T he effort to promote anti-Israel sentiment in all forms has gotten to the point where activists are now regurgitating anti-Christian propaganda from the third and fourth centuries.
It’s every bit as ridiculous as it sounds.
On February 25, a mentally disturbed man self-immolated in front of the Israeli embassy in Washington, D.C. His dying words were “Free Palestine.”
Following the man’s death, certain pro-Palestinian activists, along with some in the press, have sought to characterize his suicide as righteous and praiseworthy. This effort has included the suggestion that, on top of being supremely noble, self-immolation is also a conventional form of political protest, a time-honored tradition among political dissidents for 2,000 years.
Time magazine even published an article on February 26 that claimed, “Self-immolation was also seen as a sacrificial act committed by Christian devotees who chose to be burned alive when they were being persecuted for their religion by Roman emperor Diocletian around 300 A.D.”
The article was greeted with criticism and incredulous laughter as Time staffers appeared to struggle to understand the difference between martyrdom imposed by the state versus self-immolation. One would think that the “self” in “self-immolate” would be a (shall we say) dead giveaway, but one would be wrong.
Amazingly, the story takes an even weirder turn.
Apparently embarrassed by the online criticism, Time then updated its story to include a hyperlink to a 2012 New Yorker article, which reads: “From the historian Eusebios, we know with greater certainty of a more interesting instance of auto-cremation in antiquity: around 300 A.D., Christians persecuted by Diocletian set fire to his palace in Nicodemia [sic] and then threw themselves onto it—presumably, to express their objections to Roman policy and not to the emperor’s architectural taste.”

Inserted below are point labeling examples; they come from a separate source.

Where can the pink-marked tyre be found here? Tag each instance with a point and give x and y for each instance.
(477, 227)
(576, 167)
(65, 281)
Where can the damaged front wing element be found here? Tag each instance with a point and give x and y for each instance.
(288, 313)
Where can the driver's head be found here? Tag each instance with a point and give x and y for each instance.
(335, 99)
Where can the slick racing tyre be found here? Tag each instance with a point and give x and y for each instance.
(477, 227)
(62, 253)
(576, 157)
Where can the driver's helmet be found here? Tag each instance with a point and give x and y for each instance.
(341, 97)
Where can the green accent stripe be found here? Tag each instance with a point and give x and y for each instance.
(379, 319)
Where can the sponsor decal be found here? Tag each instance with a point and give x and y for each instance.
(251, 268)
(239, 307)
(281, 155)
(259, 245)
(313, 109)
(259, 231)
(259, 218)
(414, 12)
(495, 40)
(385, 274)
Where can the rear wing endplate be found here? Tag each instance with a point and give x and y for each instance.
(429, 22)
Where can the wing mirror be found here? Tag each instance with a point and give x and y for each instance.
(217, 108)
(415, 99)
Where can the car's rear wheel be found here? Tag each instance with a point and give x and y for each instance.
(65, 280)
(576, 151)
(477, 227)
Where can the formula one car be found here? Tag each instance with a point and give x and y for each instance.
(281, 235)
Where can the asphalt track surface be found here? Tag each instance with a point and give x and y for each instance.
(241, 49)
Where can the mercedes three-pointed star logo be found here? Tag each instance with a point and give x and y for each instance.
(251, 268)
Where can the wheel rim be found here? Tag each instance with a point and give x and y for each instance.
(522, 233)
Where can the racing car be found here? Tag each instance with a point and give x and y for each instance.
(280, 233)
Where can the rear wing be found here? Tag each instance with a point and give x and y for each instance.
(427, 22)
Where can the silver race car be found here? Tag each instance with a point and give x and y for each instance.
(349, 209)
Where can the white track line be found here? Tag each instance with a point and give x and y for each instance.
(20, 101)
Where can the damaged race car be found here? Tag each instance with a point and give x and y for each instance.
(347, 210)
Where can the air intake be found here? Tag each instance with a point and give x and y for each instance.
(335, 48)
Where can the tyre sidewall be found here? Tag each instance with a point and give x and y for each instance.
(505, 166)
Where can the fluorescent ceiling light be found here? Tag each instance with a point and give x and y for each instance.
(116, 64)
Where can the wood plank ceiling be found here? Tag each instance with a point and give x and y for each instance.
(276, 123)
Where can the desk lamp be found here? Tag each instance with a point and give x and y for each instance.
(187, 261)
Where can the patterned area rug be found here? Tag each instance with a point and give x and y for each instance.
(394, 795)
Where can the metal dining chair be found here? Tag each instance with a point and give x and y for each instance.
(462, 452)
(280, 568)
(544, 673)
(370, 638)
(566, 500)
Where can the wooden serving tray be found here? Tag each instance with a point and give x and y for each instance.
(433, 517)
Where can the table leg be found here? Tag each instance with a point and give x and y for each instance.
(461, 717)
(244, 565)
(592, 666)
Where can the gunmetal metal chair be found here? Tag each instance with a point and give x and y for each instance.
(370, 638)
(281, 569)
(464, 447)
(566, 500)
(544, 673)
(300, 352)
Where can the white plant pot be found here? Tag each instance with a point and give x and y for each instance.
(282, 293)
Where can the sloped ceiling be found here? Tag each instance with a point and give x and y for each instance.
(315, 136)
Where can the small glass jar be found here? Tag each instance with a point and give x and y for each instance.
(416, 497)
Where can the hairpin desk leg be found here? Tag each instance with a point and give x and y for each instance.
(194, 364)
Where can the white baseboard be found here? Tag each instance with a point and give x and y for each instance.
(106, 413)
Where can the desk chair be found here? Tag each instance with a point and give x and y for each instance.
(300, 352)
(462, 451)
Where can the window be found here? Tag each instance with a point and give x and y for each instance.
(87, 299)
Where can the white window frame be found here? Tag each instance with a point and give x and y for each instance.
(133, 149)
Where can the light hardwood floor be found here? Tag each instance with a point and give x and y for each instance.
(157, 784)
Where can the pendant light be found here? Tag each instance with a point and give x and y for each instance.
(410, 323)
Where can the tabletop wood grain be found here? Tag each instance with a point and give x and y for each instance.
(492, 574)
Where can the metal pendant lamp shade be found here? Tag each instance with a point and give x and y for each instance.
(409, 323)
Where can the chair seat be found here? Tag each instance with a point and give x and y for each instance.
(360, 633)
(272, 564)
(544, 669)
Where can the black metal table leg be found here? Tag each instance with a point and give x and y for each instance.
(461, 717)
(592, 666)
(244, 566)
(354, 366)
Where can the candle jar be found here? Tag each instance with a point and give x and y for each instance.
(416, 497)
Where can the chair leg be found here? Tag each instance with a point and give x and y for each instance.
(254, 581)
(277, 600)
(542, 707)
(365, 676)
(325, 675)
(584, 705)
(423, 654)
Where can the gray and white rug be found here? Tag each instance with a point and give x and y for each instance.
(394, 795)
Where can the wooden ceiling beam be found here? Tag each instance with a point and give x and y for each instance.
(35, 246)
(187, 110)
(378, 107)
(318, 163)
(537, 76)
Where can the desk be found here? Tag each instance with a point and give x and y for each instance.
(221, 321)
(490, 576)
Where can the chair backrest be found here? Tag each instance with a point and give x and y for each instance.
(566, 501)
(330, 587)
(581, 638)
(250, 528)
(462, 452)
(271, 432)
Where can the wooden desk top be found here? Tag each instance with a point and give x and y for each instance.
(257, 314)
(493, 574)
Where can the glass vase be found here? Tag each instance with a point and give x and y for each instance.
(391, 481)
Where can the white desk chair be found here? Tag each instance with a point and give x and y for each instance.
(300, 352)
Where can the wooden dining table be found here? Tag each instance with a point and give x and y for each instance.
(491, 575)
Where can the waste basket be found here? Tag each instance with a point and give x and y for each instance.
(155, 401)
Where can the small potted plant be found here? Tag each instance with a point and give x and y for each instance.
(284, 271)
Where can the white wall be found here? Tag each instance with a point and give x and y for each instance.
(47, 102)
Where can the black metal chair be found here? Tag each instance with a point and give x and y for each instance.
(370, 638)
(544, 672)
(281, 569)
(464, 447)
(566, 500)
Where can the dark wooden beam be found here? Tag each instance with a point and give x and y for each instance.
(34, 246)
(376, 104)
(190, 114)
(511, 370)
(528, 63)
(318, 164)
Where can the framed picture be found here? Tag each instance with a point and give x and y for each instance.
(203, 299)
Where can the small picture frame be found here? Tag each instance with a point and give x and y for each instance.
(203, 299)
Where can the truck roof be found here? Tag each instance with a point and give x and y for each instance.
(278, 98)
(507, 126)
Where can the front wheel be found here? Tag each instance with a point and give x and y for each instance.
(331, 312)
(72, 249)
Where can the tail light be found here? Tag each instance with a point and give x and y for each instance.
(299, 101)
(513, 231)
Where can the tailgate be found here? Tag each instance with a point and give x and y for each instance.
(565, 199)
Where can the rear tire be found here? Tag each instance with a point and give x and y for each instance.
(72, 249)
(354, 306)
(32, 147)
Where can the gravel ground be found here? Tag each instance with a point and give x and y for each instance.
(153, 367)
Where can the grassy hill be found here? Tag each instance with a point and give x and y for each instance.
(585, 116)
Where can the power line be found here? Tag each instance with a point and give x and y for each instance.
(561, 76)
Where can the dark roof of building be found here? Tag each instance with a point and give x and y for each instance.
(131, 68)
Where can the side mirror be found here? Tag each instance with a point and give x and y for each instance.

The chief problem here is that Eusebius recorded no such thing about this event in Nicomedia (not “Nicodemia”).
Here’s what the early Christian historian stated in his Ecclesiastical History: “I know not how it happened, but a fire broke out in the imperial palace at Nicomedia, in these days, which, by a false suspicion reported abroad, was attributed to our brethren as the authors; in consequence of which, whole families of the pious here were slain in masses at the imperial command, some with the sword, some also with fire. Then it was said that men and women, with a certain divine and inexpressible alacrity, rushed into the fire.”
The New Yorker article, in addition to revising Eusebius’s historical account, which leads to the conflation of an act of piety performed under duress with the act of self-immolation, posits the laughable suggestion that the early Christians attacked the emperor’s home in protest of “Roman policy.” What policy would that be? Taxation? Diocletian’s decision to move the capital of the Western Roman Empire from Rome to Mediolanum?
Worse than this, the New Yorker passage is a verbatim recitation of actual, genuine imperial Roman anti-Christian propaganda. Christians were accused, with no proof, of setting fire to the palace, for which they suffered greatly. This was par for the course; the early Christians were regularly blamed, tortured, and then killed for Rome’s woes.
In the historian Philip Schaff’s History of the Christian Church, he writes of early-fourth-century Christian persecutions (emphasis my own): “In 303 Diocletian issued in rapid succession three edicts, each more severe than its predecessor. Maximian issued the fourth, the worst of all, April 30, 304. Christian churches were to be destroyed; all copies of the Bible were to be burned; all Christians were to be deprived of public office and civil rights; and at last all, without exception, were to sacrifice to the gods upon pain of death. Pretext for this severity was afforded by the occurrence of fire twice in the palace of Nicomedia in Bithynia, where Diocletian resided.”
In a follow-up footnote, Schaff stresses disagreement over the cause of the fires, though there is no disagreement over who paid the price. He writes, “Lactantius charges the incendiarism on Galerius who, as a second Nero, endangered the residence for the purpose of punishing the innocent Christians. Constantine, who then resided at the Court, on a solemn occasion at a later period, attributes the fire to lightning . . . but the repetition of the occurrence strengthens the suspicion of Lactantius.”
Incidents such as the palace fire were often used as justifications, no matter how flimsy, for the “rivers of blood” that flowed under emperors such as Diocletian. The empire regularly invented or caused such incidents to further its propaganda campaigns against the Christian population, citing acts of “sabotage” and “subterfuge” as justification for the mass murder of Christ-followers.
That such propaganda should appear as a straight-faced fact many centuries later in the pages of the New Yorker is nothing short of remarkable.
That such propaganda should then be cited in 2024 to normalize even the most unhinged protests against Israel, which is home to a famously scapegoated people, a people who historically have been the victims, on a monstrous scale, of the type of state-sponsored persecution suffered by the early Christian martyrs, is a bitter irony.